Model Design Process
Using the Core Types as a starting point, you can begin to represent your business service in the context of its physical environment, as well as, capture other essential relationships between components.
These steps can be useful for this process:
- Define Physical Layer: Using Node, Package, Service (if it is a long running process) or Deployment (if it is not a long running process)
- Define Logical Layer: Use the Site type to define sets of Services that represent a cohesive set of Services.
- Define Process Layer: Use the Builder, Updater (and possibly Mediator) types to automate coordinated build and deployment
- Optionally, create subtypes of the Core Types to integrate with your particular tools and procedures.
Configuration: Relationships and Settings
There are two aspects of configuration represented in a ControlTier model: Relationships and Settings
Relationships: Compositional Structure
Relationships are used to compose Resources together to form larger structures. When you have two related Resources, the procedures that can be run on one Resource can typically "see" into the specific Properties and Setting values for the other. This allows you to write your procedures in a generic way, and let the run-time dataset used by the procedures be determined dynamically from your compositional configuration.

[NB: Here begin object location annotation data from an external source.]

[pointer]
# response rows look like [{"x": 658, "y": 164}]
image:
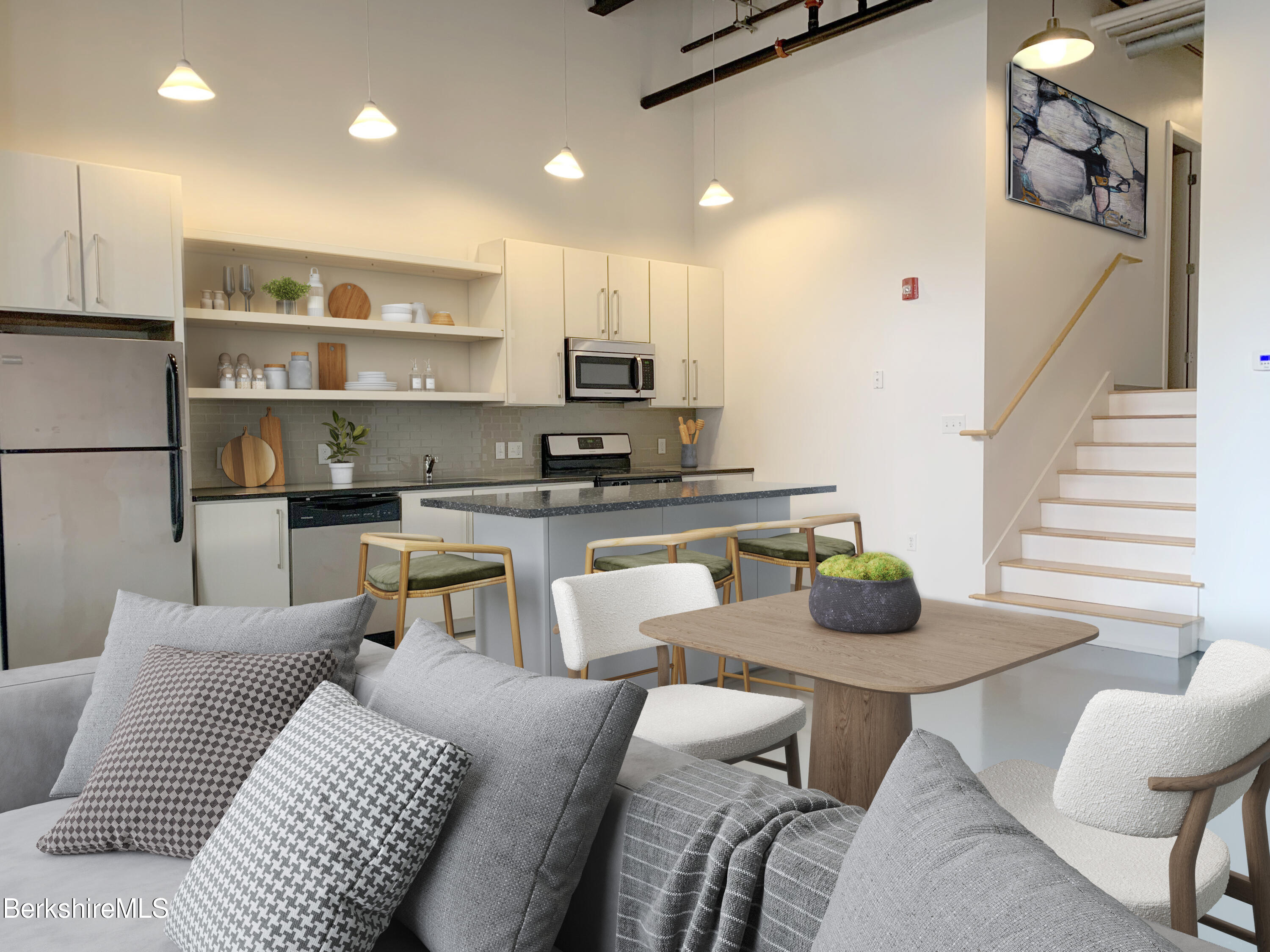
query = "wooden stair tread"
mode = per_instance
[
  {"x": 1113, "y": 536},
  {"x": 1104, "y": 572},
  {"x": 1063, "y": 605}
]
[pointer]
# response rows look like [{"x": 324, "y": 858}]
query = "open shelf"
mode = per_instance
[
  {"x": 314, "y": 254},
  {"x": 337, "y": 327},
  {"x": 279, "y": 396}
]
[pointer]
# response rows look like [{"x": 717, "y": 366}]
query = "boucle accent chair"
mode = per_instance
[
  {"x": 600, "y": 616},
  {"x": 1140, "y": 781}
]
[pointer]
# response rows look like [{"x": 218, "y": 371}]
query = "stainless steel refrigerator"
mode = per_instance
[{"x": 93, "y": 497}]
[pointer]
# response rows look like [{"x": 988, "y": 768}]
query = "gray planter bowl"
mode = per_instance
[{"x": 864, "y": 607}]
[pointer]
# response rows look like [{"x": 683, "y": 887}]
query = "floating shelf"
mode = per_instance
[
  {"x": 336, "y": 327},
  {"x": 279, "y": 396},
  {"x": 310, "y": 253}
]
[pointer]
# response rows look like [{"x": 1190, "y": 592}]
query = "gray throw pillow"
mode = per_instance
[
  {"x": 939, "y": 866},
  {"x": 193, "y": 728},
  {"x": 545, "y": 756},
  {"x": 323, "y": 839},
  {"x": 140, "y": 622}
]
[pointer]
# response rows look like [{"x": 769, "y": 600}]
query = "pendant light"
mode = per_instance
[
  {"x": 1053, "y": 46},
  {"x": 370, "y": 124},
  {"x": 183, "y": 83},
  {"x": 714, "y": 193},
  {"x": 564, "y": 165}
]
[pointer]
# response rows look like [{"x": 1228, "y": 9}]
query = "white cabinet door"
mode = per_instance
[
  {"x": 705, "y": 336},
  {"x": 586, "y": 294},
  {"x": 668, "y": 330},
  {"x": 40, "y": 234},
  {"x": 129, "y": 264},
  {"x": 242, "y": 554},
  {"x": 535, "y": 324},
  {"x": 628, "y": 299}
]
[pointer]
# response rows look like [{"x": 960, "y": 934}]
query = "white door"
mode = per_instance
[
  {"x": 242, "y": 556},
  {"x": 127, "y": 245},
  {"x": 586, "y": 294},
  {"x": 40, "y": 234},
  {"x": 535, "y": 324},
  {"x": 668, "y": 330},
  {"x": 705, "y": 336},
  {"x": 628, "y": 299}
]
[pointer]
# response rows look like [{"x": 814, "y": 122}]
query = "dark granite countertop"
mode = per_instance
[
  {"x": 610, "y": 499},
  {"x": 406, "y": 484}
]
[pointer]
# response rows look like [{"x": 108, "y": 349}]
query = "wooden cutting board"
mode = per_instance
[
  {"x": 248, "y": 460},
  {"x": 348, "y": 301},
  {"x": 331, "y": 367},
  {"x": 271, "y": 432}
]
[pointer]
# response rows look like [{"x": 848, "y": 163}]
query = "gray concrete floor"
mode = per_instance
[{"x": 1030, "y": 713}]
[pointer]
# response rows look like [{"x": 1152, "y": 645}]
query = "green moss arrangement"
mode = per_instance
[{"x": 868, "y": 567}]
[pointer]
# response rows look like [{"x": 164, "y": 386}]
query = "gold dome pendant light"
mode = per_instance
[
  {"x": 1053, "y": 46},
  {"x": 183, "y": 83}
]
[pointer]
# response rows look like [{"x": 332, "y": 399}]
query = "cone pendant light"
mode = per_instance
[{"x": 183, "y": 83}]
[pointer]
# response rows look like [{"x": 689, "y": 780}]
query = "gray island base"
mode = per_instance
[{"x": 548, "y": 534}]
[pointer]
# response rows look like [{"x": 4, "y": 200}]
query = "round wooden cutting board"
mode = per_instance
[
  {"x": 248, "y": 460},
  {"x": 348, "y": 301}
]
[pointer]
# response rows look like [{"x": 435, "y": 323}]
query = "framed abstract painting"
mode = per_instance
[{"x": 1074, "y": 157}]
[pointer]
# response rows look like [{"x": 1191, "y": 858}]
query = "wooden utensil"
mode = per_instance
[
  {"x": 271, "y": 432},
  {"x": 248, "y": 460},
  {"x": 331, "y": 366},
  {"x": 348, "y": 301}
]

Typically, there are two reasons ways to use relationships:
- between connected physical resources - Nodes, Packages, Services
- between logically related resources by means of a common "compositional" resource.
Below is an example between several physical resources (a Node hosting Apache, Tomcat deployments, and another host with a Mysql deployment). Also note that these Services have relationships to related Package resources:
These relationships are not strict hierarchies but are actually graph structures.
Below is an example that shows how the three Services mentioned above can be related through their relationship to a Resource called "estore[Site]":
Setting Resources let you define a string value, and then attach that Setting to another Resource. This is useful both for configuring a single component (e.g. port numbers, file paths, etc.), and for configuring multiple Resources with a shared Setting value (e.g TCP port numbers for connecting two services).
Here is an example Service resource with two Setting resources, showing particular values:
The Resource Model also has a secondary citizen called a "Document" (aka "Transform").
- Defines a file template and a file output path, and belongs to a Resource
Each Resource can own multiple Documents. Documents let you easily generate configuration files based on templates. The template can be in XSLT format, or be simple text files that use Token expansion to replace embedded strings with property or Setting values from the Resource.
Thus you can define a Document to generate the configuration for a piece of software and have it use values from your Resource's properties to fill in the specific configuration details.